As far as arrivals go, there haven’t been many quite like the one Franz Ferdinand made with their self-titled debut album back in 2004. Fourteen years later, and they’ve never let themselves be buoyed by the expectation that album built, or get too attached to the sound they created with it.
For the Scottish five-piece, pushing the envelope has become as much a part of their career as their breakout single. And as vocalist Alex Kapranos explains it, with a slightly different lineup and a clear, new vision, their fifth album Always Ascending is a new beginning for the band.
“I feel that the last Franz Ferdinand record summed up the end of a decade. We’d been together for ten years as a band and that felt like a very neat encapsulation, a bookend. Now we’re at the start of a new one.
“It is a rebirth, and it isn’t in some ways. I still think if you were to get the record and put the needle on any of the grooves it’d still sound like a Franz Ferdinand record right away, but maybe Franz Ferdinand in a slightly different universe,” Kapranos says.
A slightly different universe where Franz Ferdinand still utilise the energy and suggestive lyricism of their earlier work, only this time the sound is refreshed with a contemporary edge. Though the synth-heavy sound and sonic experimentation wasn’t always the end game.
“The sound actually came much later on. What we did when we started off was we decided that we wanted to have a songbook – a really great collection of songs that you could play in any style that you wanted, and then from that we’d explore the sonic template and try and go in directions that maybe we hadn’t before,” Kapranos says. “If the song’s good, you can destroy how it sounds and make something completely new and that was the starting point.”
Ultimately, it all comes back to basics – Franz Ferdinand just wanted to create a great album.
“The goal that you always go to when you start making a record is that you want a classic album, you want to make something that’s going to stay with people for the rest of their lives.
“But also equally, part of the joy of writing a record is discovering what you create. I’m always wary of bands when they describe the preconceived line of creativity that they had at the start of making a record, because usually the creative process isn’t like that. You have an idea and that leads you to another idea and that leads you to another idea which is a surprise and completely removed from the first idea that you had,” Kapranos says.
The Franz Ferdinand we find on Always Ascending are still that same rock’n’roll-meets-disco-groove band at heart, only this time there’s something different about their dancefloor bangers. To help them achieve that sound they called in French producer Phillipe Zdar of electronic duo Cassius. They met when Zdar was working on The Beastie Boys’ Hot Sauce Committee Part Two and have wanted to work together ever since.

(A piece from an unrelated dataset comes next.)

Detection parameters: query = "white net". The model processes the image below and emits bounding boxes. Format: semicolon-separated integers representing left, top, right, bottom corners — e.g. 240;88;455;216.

“Even though he’s a master of dancefloor and has a real sense for electronic music, it’s how music makes you feel that really matters to him, and that’s something we really bonded over. Its this idea that the point of making music is to make people feel something,” Kapranos says.
“Everything he does is on instinct – how it makes you feel, how you feel it in your guts and in your heart, and that’s essential for music, that’s how we react to music and why we listen to it.”
It’s fair to say that following the Mercury Prize win of their debut album, the music industry expected Franz Ferdinand to follow it up with something of a cohesive, traditional ‘Statement Album’. But the band remained unfazed, and five albums in they’re still not making music for anyone else.
“When we created that sound in the first place it didn’t exist, and when we created this sound right now it didn’t exist, and that’s the joy of it. You don’t make, or you shouldn’t make, a record worrying about how people are going to react to it, you should make a record that you know is going to make them feel, because it makes you feel good.”
This new sound has been self-described as both futuristic and naturalistic, but when you break it down to its bare bones, this is the sound of a band getting back to their roots while continuing to look forward.
“We wanted to make something futuristic, reaching for a new sound, for something we’ve never done before. We’re not trying to make a record that you’d hear in 200 years time, but we were making the record in 2017 and we were trying to make the sound of 2018 – it’s the short-term future, the sound that you haven’t heard yet.
“We wanted to embrace technology but also on the naturalistic side keep the performance feeling human, and for us that meant not trying to edit out the emotion, you can embrace the future and embrace technology without deleting your character in the process. What you hear is the sound of four people playing in a room together.”
Almost two decades on and Kapranos still speaks of creating music like it’s this new, novel concept he’s still discovering. Even with all the success and all the accolades, he still feels lucky to be making music every day.
“It’s realising how fortunate you are. I always think back to when I was in my late teens, the bank rather ridiculously gave me a chequebook, and I bounced a 50-pound check every day for a few weeks and got loads of debt and ended up having to work in a hamburger restaurant. I remember mopping up the spew in the toilets, saying to myself, ‘If you ever get to do the thing that you want to do, and you ever find yourself getting complacent, think back to this moment.’
“Bob [Hardy, bass] and I had the idea for the band when I was a commis chef and he was a dishwasher in the kitchen in Glasgow and we were talking about this band that we were going to get together – that’s nearly 18 years ago. I would’ve loved to have been able to stop time and go into that kitchen and whisper in our ears what was going to happen, just to see our reactions.”
From humble beginnings in Glasgow to stadiums and festivals the world over, the goal has always been the same – try something new and see where it takes you. That’s something that isn’t changing anytime soon for Kapranos.
“We were experimenting when we started the band, and every record we’ve tried to do something different from what we’ve done before, so I’ve never felt scared to experiment.
“The most exciting thing about starting a new decade is, you don’t really know what’s going to happen. Sometimes it can be wonderful and enjoyable and a pleasant surprise, and sometimes it can be horrific. We’ll just have to wait and see, but the most exciting thing is you don’t know.”